The figure to the left shows snapshots taken from a droplet magnetically forced to penetrate into a thin PS electrospun mat. The plot shows the effects of fibers’ orientation angle relative to one another on the force required to pull the droplet through the mat. The figure to the right shows examples of droplet profiles and footprints under the influence of gravity and at the moment of spontaneous penetration [Jamali et. al. 2019].
|We recently developed a new experimental method to measure the force required to detach a water (a polar liquid) droplet from a hydrophobic surface. This was done by partially cloaking the droplet with a high-surface-tension oil-based ferrofluid and using a magnet to apply a controllable body force to the resulting compound droplet (see figure below). This method is novel as the solid−droplet contact area is not contaminated by the ferrofluid.

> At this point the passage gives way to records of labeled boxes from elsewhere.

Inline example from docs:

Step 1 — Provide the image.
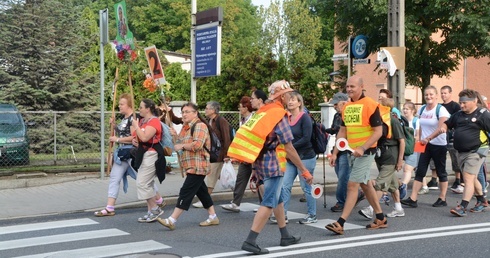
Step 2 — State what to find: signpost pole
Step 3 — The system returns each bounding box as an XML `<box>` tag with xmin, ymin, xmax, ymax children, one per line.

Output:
<box><xmin>191</xmin><ymin>0</ymin><xmax>197</xmax><ymax>104</ymax></box>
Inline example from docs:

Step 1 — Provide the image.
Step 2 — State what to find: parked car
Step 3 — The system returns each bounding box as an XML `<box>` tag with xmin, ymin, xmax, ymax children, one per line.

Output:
<box><xmin>0</xmin><ymin>104</ymin><xmax>29</xmax><ymax>166</ymax></box>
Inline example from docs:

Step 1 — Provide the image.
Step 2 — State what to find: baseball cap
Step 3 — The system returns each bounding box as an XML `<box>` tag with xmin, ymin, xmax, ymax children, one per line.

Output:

The left figure shows the process of adding an oil-based ferrofluid to a pendent water droplet and detaching the resulting compound droplet from an electrospun PS surface. The figure on the right is an example of the force trajectories recorded by a sensitive scale during the detachment experiment [Jamali and Tafreshi 2020].
|Our study was accompanied by numerical simulations aimed at unveiling the interplay between the interfacial forces in a two-phase droplet (a complicated four-phase interfacial problem conssiting of water, oil, air, and solid) under the influence of a strong (detaching) body force. Our study showed that the detachment force measured via partial cloaking is independent of the volume of the ferrofluid used for the experiment.
Comparison between simulated detachment forces for pure and partially cloaked water droplets is given in the left figure for different water droplet volumes and YLCAs. The figure on the right shows water droplet pressure at the water−solid interface vs water droplet volume. The inset figure shows pressure contours inside a water droplet with a volume of 7 μL and a YLCA of 110° with and without a ferrofluid cloak [Jamali and Tafreshi 2020].